En 1862 Franz Brentano avait consacré un important ouvrage à la question de la plurivocité de l'être dont parle Aristote lorsqu'il dit que "l'être se manifeste de multiples manières" (einai pollachôs legetai). Cet ouvrage a joué un rôle absolument décisif sur l'itinéraire philosophique de Martin Heidegger, en attirant son attention sur ce qui allait philosophiquement le préoccuper. Cf Confidence faite par Heidegger lors d'un séminaire de Zollikon: "L'impulsion de ma pensée entière remonte à une proposition d'Aristote qui dit que l'étant est énoncé de multiples manières. Cette proposition fut à vrai dire l'éclair qui déclenchait la question: quelle est alors l'unité de ces multiples significations de l'être, que veut dire "être" comme tel?" ( M. Heidegger, Zollikoner Seminare, Frankfurt, Klostremann, 1987, p. 155)
2 - Les apports conceptuels
Seul, l'homme est capable, montre Heidegger, de poser le problème de l'être, source fondamentale de toute existence. Si la réalité humaine se perd souvent dans la vie inauthentique, elle peut se retrouver dans son authenticité, en particulier par l'expérience privilégiée de l'angoisse, où disparaît alors le paysage rassurant de notre agir quotidien, lequel cède ainsi la place au néant, mais aussi à la vérité de l'être.
Les concepts fondamentaux de la philosophie de Heidegger sont les suivants :
celui d'étant, défini comme être concret, particulier, existant dans sa réalité empirique ;
celui d'Etre, racine fondamentale et source de toutes choses; l'homme est le seul étant pouvant s'interroger sur l'être; une telle interrogation relève d'une expérience de type spirituel, sotériologique, celle d'une salut de l'esprit.

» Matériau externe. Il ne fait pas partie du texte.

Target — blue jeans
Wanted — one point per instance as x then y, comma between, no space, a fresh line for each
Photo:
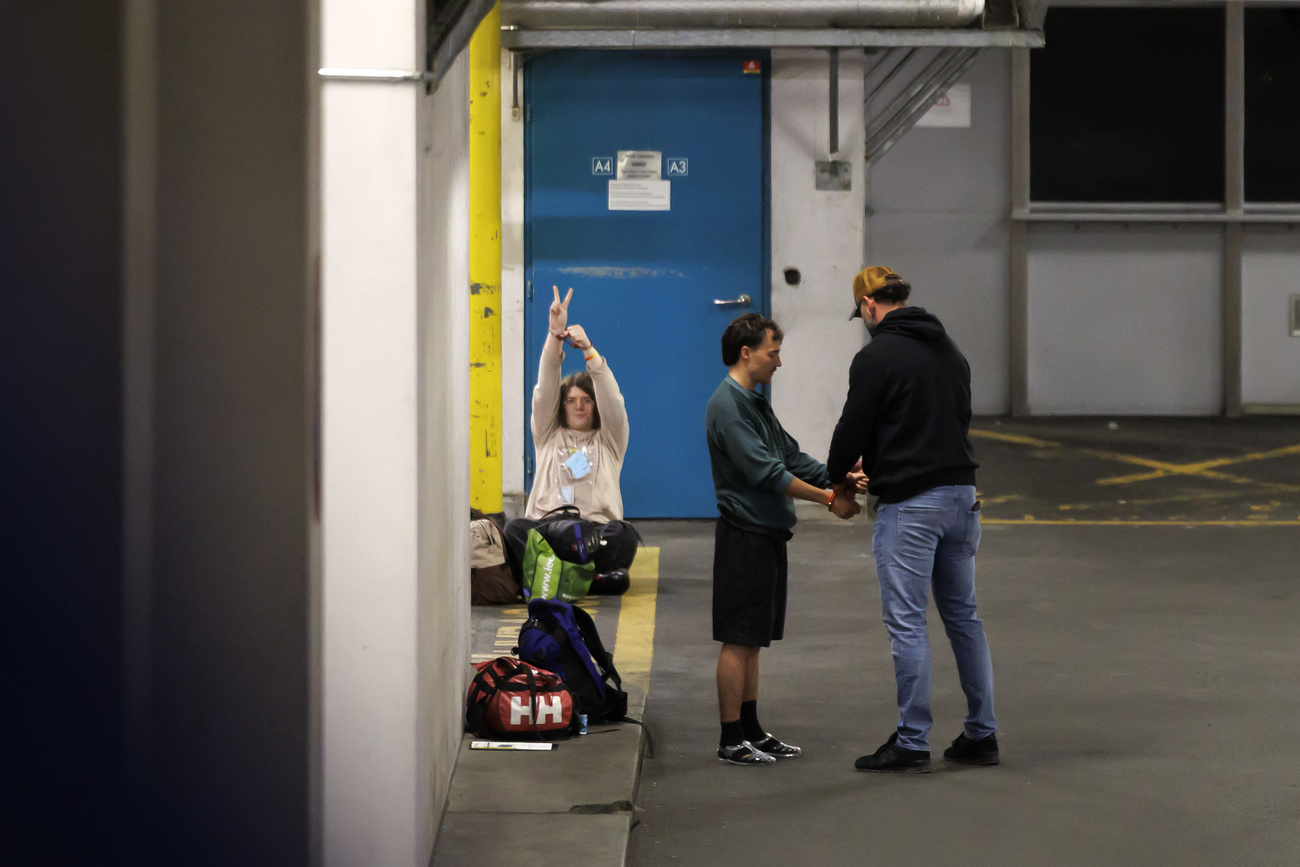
931,540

Aux yeux d'Heidegger l'antique maxime sôzein ta phainomena ne signifie pas respecter les phénomènes, mais "sauvegarder le paraître" (Cf Parmenides, GA 54 pp. 186-188) Cf J. Greisch, Etre et Langage I, p. 216
celui de Dasein, être-là, existant (humain), se projetant hors de soi-même et au-devant de soi-même;
celui de déréliction, comme caractère du Dasein jeté dans le monde et abandonné à lui-même.
l'essence de la technique. La technique occupe une place importante chez le penseur de l'Être: elle est, dit-il, le dernier visage de la métaphysique de la subjectivité. Autrement dit, elle hérite selon lui de ce mouvement ayant pris son essor avec le cartésianisme et qui vise à rendre les hommes " comme maîtres et possesseurs de la nature "; elle signale le triomphe du sujet qui se proclame auto-suffisant et dont la volonté de puissance finit par culminer en une " volonté de volonté " ainsi que le suggérait Nietzsche. La technique est donc le dernier avatar de l'humanisme prométhéen qui tend à "arraisonner" le monde ce qui qualifie aussi les " temps modernes ". Quand Heidegger dit qu'il n'est rien de plus important aujourd'hui que de " penser la technique", que prétend-il au juste ? Que c'est avec elle qu'on saisira le mieux l'oubli de l'Être qu'endosse la métaphysique depuis ses origines grecques qu'en affrontant la question de la technique, on se met précisément dans la position de réveiller la question de l'Être. On voit qu'il ne s'agit pas du tout, chez le penseur de l'Être, de refuser la technique ou bien de la diaboliser. Heidegger va finalement jusqu'à dire que l'essence de la technique se confond avec l'Être lui même et qu'il faut par conséquent la laisser se déployer.